速水健朗の『ワイルド・スピード ICE BREAK』評:シリーズの核心は“バーベキュー”にある

 主人公のドムは、クルマの改造の知識があり、運転がうまく、度胸があり、機転が利いて公平な奴。そして、パーティで誰にも一目置かれ、仲間思いで、もめ事を解決し、悪い奴にだって寛容である。そして彼の精神性が台詞としても示される。「大事なのは、マシン(クルマ)の性能ではない。誰が乗るかだ」と。

 今回のドムたちの敵は、シャーリーズ・セロン演じる"サイファー"である。彼女は、ハッカーというかサイバーテロリストである。サイファーは、電子器機を無効化する大量破壊兵器「電磁パルス砲」の強奪する。随分と大味な設定である。予告編で潜水艦とクルマがレースしているのを観て、大味さについてはだいたい想像は付いていたとはいえ……。

 いや待て、設定が派手で大味になっているからといって、駄作になっているわけではない。今作の敵は、むしろこれまでとは違った新しい敵だ。単に強敵とか、邪悪だとかそういった存在ではなく、イデオロギーとしてドムたちと対極にあるものなのだ。

 サイファーは、街中のネット接続された自動運転機能の付いたクルマをすべて起動させ、遠隔で操作できる。ボスキャラとして登場する潜水艦だって遠隔操作だ。ようやく、ここで「大事なのは、マシン(クルマ)の性能ではない。誰が乗るかだ」という冒頭でのドミニクの言葉が、今作の敵を示す手がかりだったことがわかるのだ。この自動操縦車とのバトルというアクションシーン。ここは、対潜水艦バトルよりも観るべき、重要なシーンだ。

 アクション自体もそうだが、観るべきものは戦いの構図。つまり、

運転車(ドライバー)VS操縦車(コントローラー)

 なのだ。これは、敵味方の対立というだけではなく、現代の自動車産業がどちらに進むかのかという指針と重なるものでもある。

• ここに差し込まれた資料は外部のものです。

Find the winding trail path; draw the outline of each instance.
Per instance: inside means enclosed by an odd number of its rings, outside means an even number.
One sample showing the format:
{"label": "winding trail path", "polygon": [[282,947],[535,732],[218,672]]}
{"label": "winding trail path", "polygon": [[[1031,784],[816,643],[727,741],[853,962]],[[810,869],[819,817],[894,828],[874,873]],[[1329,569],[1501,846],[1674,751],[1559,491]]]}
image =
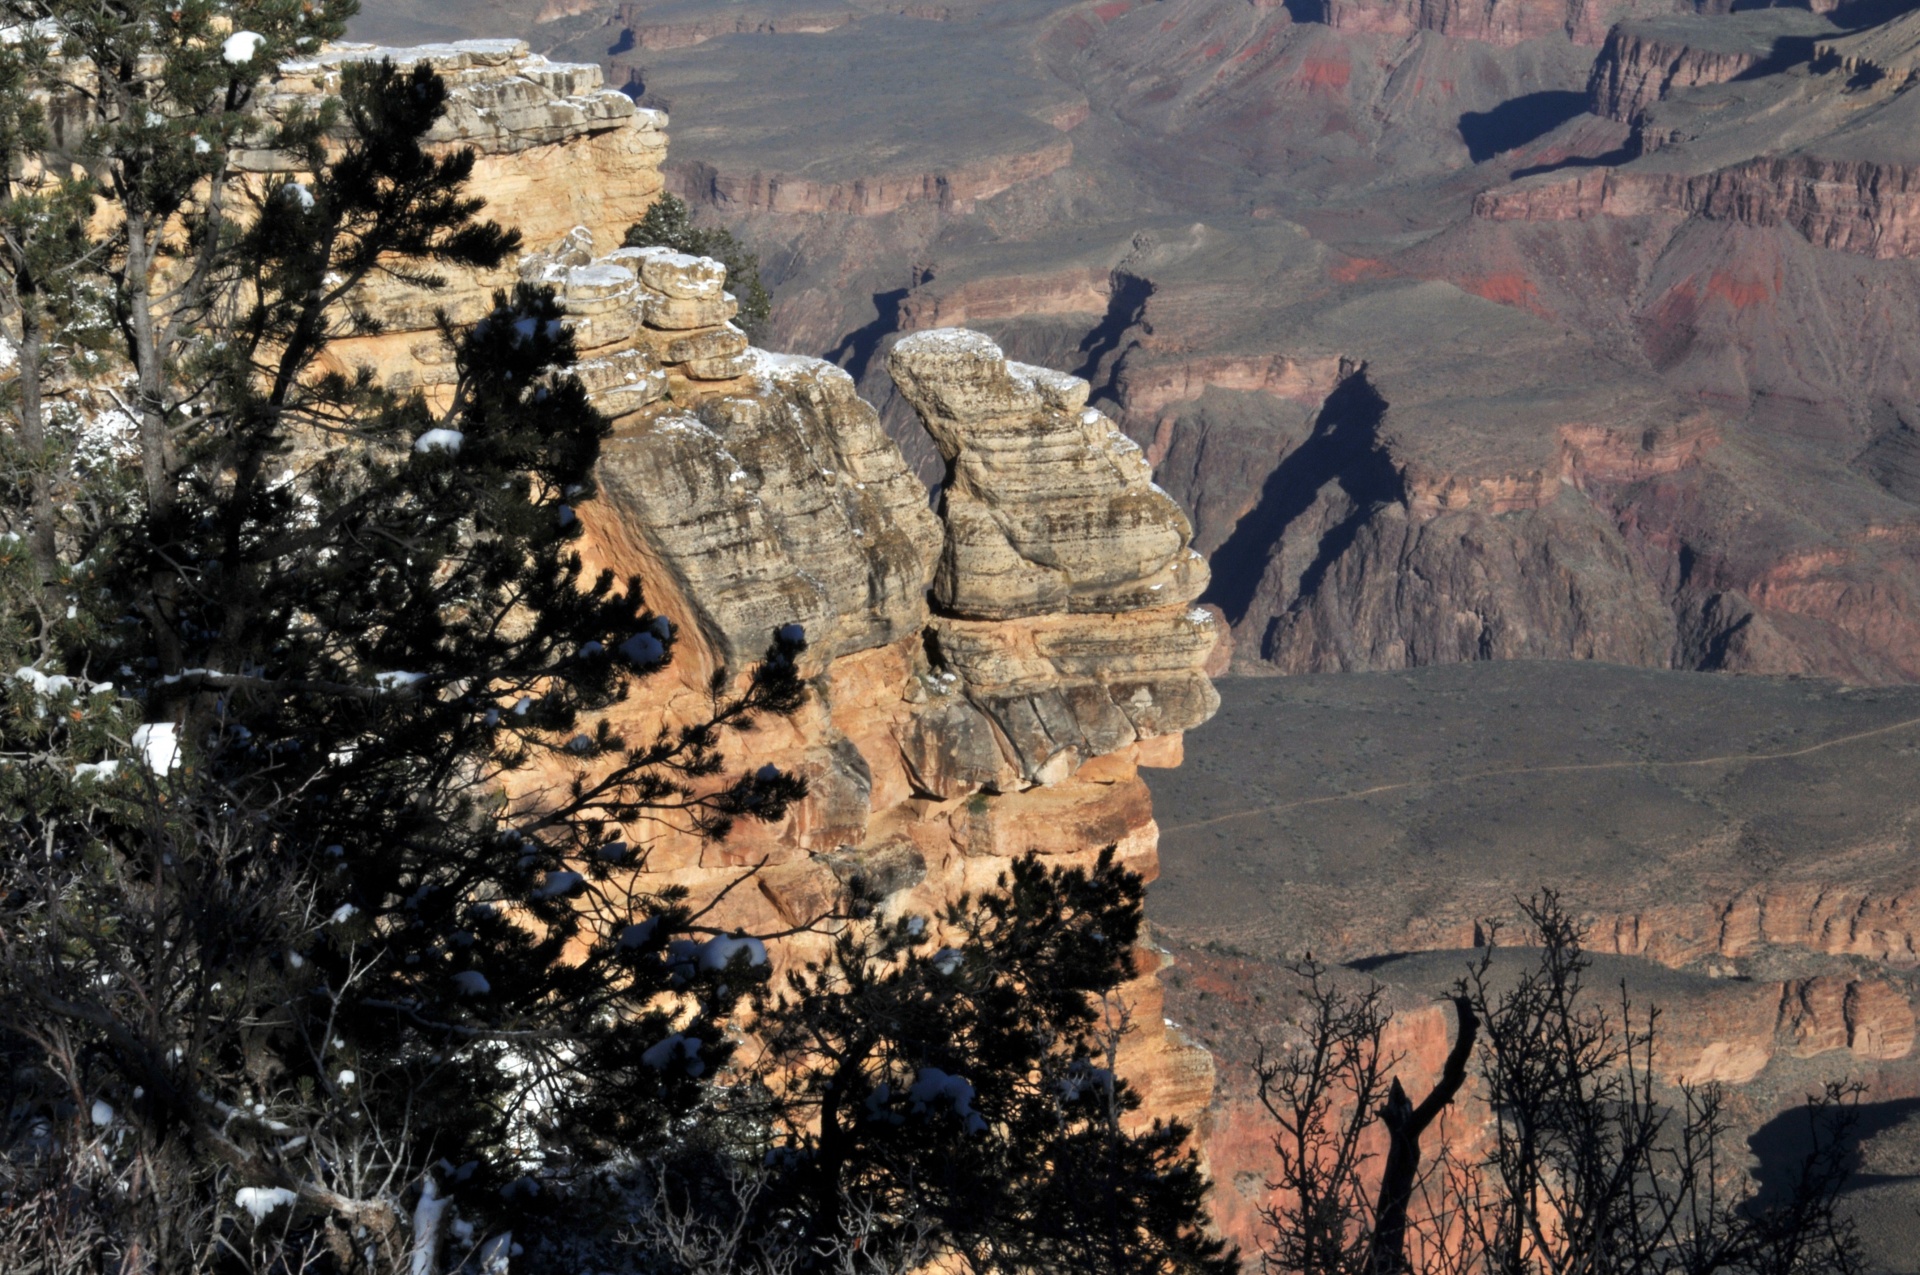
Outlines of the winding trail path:
{"label": "winding trail path", "polygon": [[1804,748],[1791,748],[1778,753],[1728,753],[1717,757],[1691,757],[1682,761],[1588,761],[1566,762],[1555,766],[1506,766],[1497,770],[1475,770],[1464,775],[1448,775],[1438,779],[1406,779],[1398,783],[1375,784],[1371,788],[1356,788],[1352,792],[1337,792],[1325,797],[1302,797],[1297,801],[1284,801],[1278,805],[1252,806],[1245,810],[1229,811],[1224,815],[1214,815],[1209,819],[1196,819],[1190,823],[1166,824],[1160,831],[1191,832],[1197,828],[1211,828],[1216,824],[1232,823],[1238,819],[1250,819],[1255,815],[1284,814],[1289,810],[1300,810],[1307,806],[1325,806],[1341,801],[1358,801],[1363,797],[1377,797],[1385,792],[1401,792],[1408,788],[1439,788],[1458,784],[1476,783],[1482,779],[1504,779],[1514,775],[1565,775],[1579,771],[1596,770],[1681,770],[1689,766],[1725,766],[1751,765],[1756,762],[1791,761],[1795,757],[1806,757],[1813,753],[1824,752],[1829,748],[1838,748],[1843,744],[1859,743],[1863,739],[1874,739],[1881,735],[1898,734],[1903,730],[1920,727],[1920,717],[1909,717],[1905,721],[1876,726],[1872,730],[1855,731],[1851,735],[1836,735],[1832,739],[1823,739],[1817,744],[1808,744]]}

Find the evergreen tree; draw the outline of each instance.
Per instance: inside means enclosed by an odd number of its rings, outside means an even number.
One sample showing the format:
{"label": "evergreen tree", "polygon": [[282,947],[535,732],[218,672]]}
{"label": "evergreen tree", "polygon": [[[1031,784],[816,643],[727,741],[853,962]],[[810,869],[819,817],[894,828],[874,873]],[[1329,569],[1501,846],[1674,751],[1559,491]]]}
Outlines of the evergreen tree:
{"label": "evergreen tree", "polygon": [[773,299],[760,282],[760,258],[748,252],[725,226],[693,224],[693,210],[678,195],[662,195],[646,215],[627,227],[623,247],[671,248],[696,257],[712,257],[727,268],[727,288],[740,303],[734,322],[748,336],[765,335]]}
{"label": "evergreen tree", "polygon": [[[434,1270],[449,1197],[476,1243],[533,1238],[725,1061],[753,970],[619,830],[781,816],[801,783],[716,787],[720,748],[798,704],[804,639],[679,731],[583,727],[674,634],[635,582],[582,578],[606,424],[552,296],[447,328],[439,411],[323,370],[374,327],[366,280],[517,246],[476,219],[472,155],[422,145],[429,68],[350,66],[337,105],[269,121],[256,81],[342,6],[7,10],[45,38],[7,46],[0,92],[64,132],[22,115],[0,142],[87,174],[10,170],[6,318],[47,352],[15,410],[78,425],[118,382],[135,427],[98,473],[48,427],[10,456],[11,1212],[61,1212],[73,1269]],[[243,146],[312,176],[243,180]],[[556,783],[503,802],[536,764]],[[52,1260],[51,1237],[11,1241]]]}
{"label": "evergreen tree", "polygon": [[1188,1130],[1130,1132],[1114,1070],[1140,877],[1028,854],[993,891],[849,927],[761,1030],[783,1099],[769,1216],[840,1251],[931,1243],[970,1269],[1226,1275]]}

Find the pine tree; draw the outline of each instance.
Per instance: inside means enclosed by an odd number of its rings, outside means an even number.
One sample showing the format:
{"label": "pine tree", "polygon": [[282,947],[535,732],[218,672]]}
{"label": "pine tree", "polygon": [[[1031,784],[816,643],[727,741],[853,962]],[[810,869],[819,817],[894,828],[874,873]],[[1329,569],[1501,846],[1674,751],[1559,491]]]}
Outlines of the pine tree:
{"label": "pine tree", "polygon": [[1236,1270],[1188,1130],[1123,1124],[1143,895],[1111,846],[1090,871],[1028,854],[948,907],[952,945],[901,916],[791,974],[761,1025],[782,1099],[769,1218],[817,1252],[931,1246],[977,1271]]}
{"label": "pine tree", "polygon": [[[429,68],[350,66],[338,104],[270,121],[260,76],[344,6],[6,7],[46,38],[8,46],[0,92],[64,134],[22,114],[0,143],[86,174],[18,165],[4,209],[6,318],[43,352],[16,410],[47,424],[18,431],[0,552],[3,1189],[70,1223],[11,1242],[72,1269],[433,1270],[449,1207],[475,1243],[535,1239],[705,1100],[764,976],[720,967],[737,944],[648,891],[620,830],[782,815],[803,785],[723,784],[721,745],[797,706],[804,638],[717,675],[682,730],[587,724],[675,635],[636,582],[582,578],[606,423],[552,296],[446,328],[439,411],[322,370],[373,328],[365,280],[517,247],[477,219],[472,155],[422,145]],[[311,177],[243,180],[243,146]],[[134,428],[89,470],[53,425],[102,393]],[[535,763],[569,778],[503,800]]]}

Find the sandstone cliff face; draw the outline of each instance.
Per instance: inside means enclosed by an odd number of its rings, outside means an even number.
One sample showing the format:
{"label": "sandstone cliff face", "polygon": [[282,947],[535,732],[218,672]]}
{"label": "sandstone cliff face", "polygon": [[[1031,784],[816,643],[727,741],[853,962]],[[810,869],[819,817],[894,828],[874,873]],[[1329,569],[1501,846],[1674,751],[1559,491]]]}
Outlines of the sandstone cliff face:
{"label": "sandstone cliff face", "polygon": [[[667,117],[608,88],[598,66],[550,62],[521,40],[330,46],[283,64],[266,86],[263,107],[271,113],[311,105],[316,95],[338,91],[347,64],[389,57],[402,66],[428,63],[446,81],[447,114],[428,140],[440,150],[475,152],[473,189],[488,201],[482,215],[518,229],[529,249],[547,248],[576,227],[589,241],[618,244],[664,187]],[[261,173],[281,166],[272,153],[242,155],[239,164]],[[453,369],[435,311],[445,310],[456,323],[475,322],[518,270],[441,273],[446,287],[430,292],[391,279],[370,281],[362,301],[386,331],[338,341],[330,357],[343,367],[372,366],[396,388],[446,384]],[[577,300],[589,304],[584,290]]]}
{"label": "sandstone cliff face", "polygon": [[1785,226],[1823,248],[1879,260],[1920,256],[1920,167],[1782,156],[1711,173],[1607,171],[1540,177],[1474,201],[1490,221],[1584,221],[1679,213]]}
{"label": "sandstone cliff face", "polygon": [[[685,289],[713,263],[645,259],[643,292],[649,267],[658,286]],[[650,346],[642,328],[625,352]],[[742,746],[812,792],[781,827],[723,847],[656,839],[653,867],[710,894],[732,865],[763,862],[757,892],[730,896],[723,922],[763,930],[817,914],[854,875],[889,907],[930,913],[1030,849],[1087,862],[1114,845],[1154,874],[1137,768],[1178,764],[1181,732],[1217,706],[1201,671],[1217,631],[1187,606],[1185,518],[1138,449],[1087,419],[1085,382],[1010,365],[974,333],[930,332],[917,360],[900,354],[956,469],[981,448],[953,409],[990,423],[1000,447],[1000,485],[954,495],[936,517],[846,373],[743,357],[728,381],[669,367],[665,396],[623,410],[602,497],[581,517],[595,559],[640,575],[697,638],[681,648],[678,687],[625,710],[637,722],[675,715],[708,670],[744,667],[778,625],[806,625],[814,700]],[[978,553],[983,528],[1003,526],[999,552]],[[1030,571],[1004,569],[1016,544]],[[1154,1112],[1191,1113],[1209,1064],[1158,1025],[1154,964],[1130,993],[1141,1028],[1129,1066]]]}
{"label": "sandstone cliff face", "polygon": [[[381,52],[289,66],[275,91],[324,90],[344,61]],[[728,751],[804,775],[810,795],[718,846],[632,829],[649,870],[700,898],[750,872],[715,923],[762,932],[818,916],[855,877],[890,910],[933,915],[1029,850],[1086,863],[1113,845],[1153,876],[1138,768],[1177,765],[1181,732],[1217,706],[1201,670],[1219,631],[1189,606],[1205,569],[1185,516],[1085,410],[1087,384],[1010,364],[972,333],[930,332],[923,357],[904,353],[929,429],[969,476],[936,514],[845,372],[748,346],[719,263],[614,247],[661,188],[664,116],[523,45],[393,55],[448,76],[436,141],[481,151],[475,187],[529,251],[498,279],[374,292],[385,330],[336,357],[432,389],[451,376],[434,307],[470,320],[516,278],[555,290],[577,373],[614,422],[598,498],[577,511],[583,555],[638,576],[680,634],[618,727],[688,720],[715,671],[744,672],[783,625],[807,633],[805,708]],[[1162,1025],[1158,958],[1140,955],[1123,1065],[1148,1114],[1190,1115],[1211,1064]]]}

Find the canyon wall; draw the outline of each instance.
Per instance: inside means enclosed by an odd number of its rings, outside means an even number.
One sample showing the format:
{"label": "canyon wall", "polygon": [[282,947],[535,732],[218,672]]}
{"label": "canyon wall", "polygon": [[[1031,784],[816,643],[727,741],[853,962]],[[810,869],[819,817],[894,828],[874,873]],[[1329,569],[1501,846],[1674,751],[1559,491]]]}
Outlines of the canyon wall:
{"label": "canyon wall", "polygon": [[665,180],[760,254],[764,340],[845,367],[923,482],[908,334],[1088,380],[1189,511],[1241,671],[1920,677],[1915,15],[726,9],[542,38],[679,112]]}
{"label": "canyon wall", "polygon": [[1622,18],[1673,13],[1677,0],[1324,0],[1329,26],[1343,31],[1411,35],[1433,31],[1489,44],[1519,44],[1563,36],[1599,44]]}
{"label": "canyon wall", "polygon": [[[324,91],[345,60],[384,52],[291,65],[275,91]],[[1182,732],[1217,706],[1202,669],[1218,629],[1192,606],[1207,575],[1185,515],[1086,406],[1087,383],[975,333],[903,343],[895,375],[956,474],[936,514],[845,372],[749,347],[717,262],[615,247],[661,188],[664,116],[521,45],[392,55],[447,75],[435,140],[480,150],[487,214],[521,226],[529,251],[506,280],[383,286],[367,303],[385,329],[335,356],[433,389],[451,374],[433,307],[477,318],[512,278],[556,291],[577,374],[613,420],[598,496],[578,509],[583,554],[639,577],[680,635],[668,669],[615,710],[622,730],[697,716],[714,672],[744,672],[782,626],[806,632],[806,706],[726,748],[805,776],[809,795],[719,845],[630,829],[649,870],[724,895],[710,923],[763,933],[821,915],[856,878],[889,914],[935,914],[1029,850],[1088,864],[1111,845],[1154,876],[1139,768],[1177,765]],[[1148,1114],[1190,1116],[1211,1063],[1164,1025],[1158,957],[1138,955],[1123,1067]]]}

 対立の構図は、これだけではない。サイファーはドムが何よりも友だちを大事にする性質を逆手にとる。ここで強調されるのは、サイファー自身は、家族や仲間を持たない個人主義者である部分だ。ドムが、運転の腕と度胸で渡り歩いてきたとするなら、サイファーは、冷徹な知能と用心深さで渡り歩いてきたのだろう。つまり、

家族仲間主義者VS個人主義者

 という構図になる。

 きっとサイファーは、バーベキューになんか呼ばれたことはないだろう。だから次の対立軸も加えておこう。

バーベキュー・ピープルVS非バーベキュー・ピープル

 国もにしばられず、誰の支配下にも置かれることを拒むドムは、自由主義者だがファミリーや仲間を大事にする性質を持つ。おそらく、選挙に行ってもヒラリー・クリントンには票を投じないだろう。WASPではないし、都市リベラル層とは折り合いが悪そうだ。トランプは支持する? ちょっとわからない。

 ただ、ドムを政治思想で区分するならコミュニタリアン(共同体主義者)ということになるはずだ。人種、宗教、文化などの違いを超えて一個の独立した個人を目指すリベラリズムに対して、いや人は1人では生きられないんだから、周りの仲間や家族といった共同体の価値をもっと重んじるべきだというのがコミュニタリアニズム。

 ちなみに、彼が属する共同体とは何か。人種でも地域でもない。宗教は大きい。今作で十字架のネックレスが重要な意味を持つが、ドムは信心深い。お祈りを欠かさない。だが彼の属する共同体は、自分とその仲間だ。彼は、仲間をファミリーと呼ぶ。

 そのファミリーの範囲はどこまでか? ドムのバーベキューに呼ばれる奴がファミリーだ。こうした意味において、この映画にとってバーベキューは重要なのだ。何もドムがチャッカマンで炭に火をつけたり、肉奉行として肉をひっくり返して配ったりするわけではない。ファミリーの儀式として執り行われているバーベキューを差配しているのだ。文化人類学が共同体を研究する際に使われる「再配分」という概念があるが、バーベキューはまさにこれだ。

 集められたメンバーたちは分業によってバーベキューに寄与し、成果として"焼けた肉"が分配される。分配の中心には権力が存在し、そこには義務的な支払いと払い戻しなどの交換が生まれる。

 バーベキューとは権力の構図がそのまま浮かび上がる場所なのだ。だからある種の人々(非バーベキュー・ピープル)には苦手という意識が生まれやすいのだろう。冒頭で触れたように僕もその1人。「あー、速水君、まだそれ焼くの早すぎるから」とか言われがちな、バーベキューに向かない非バーベキュー・ピープルである。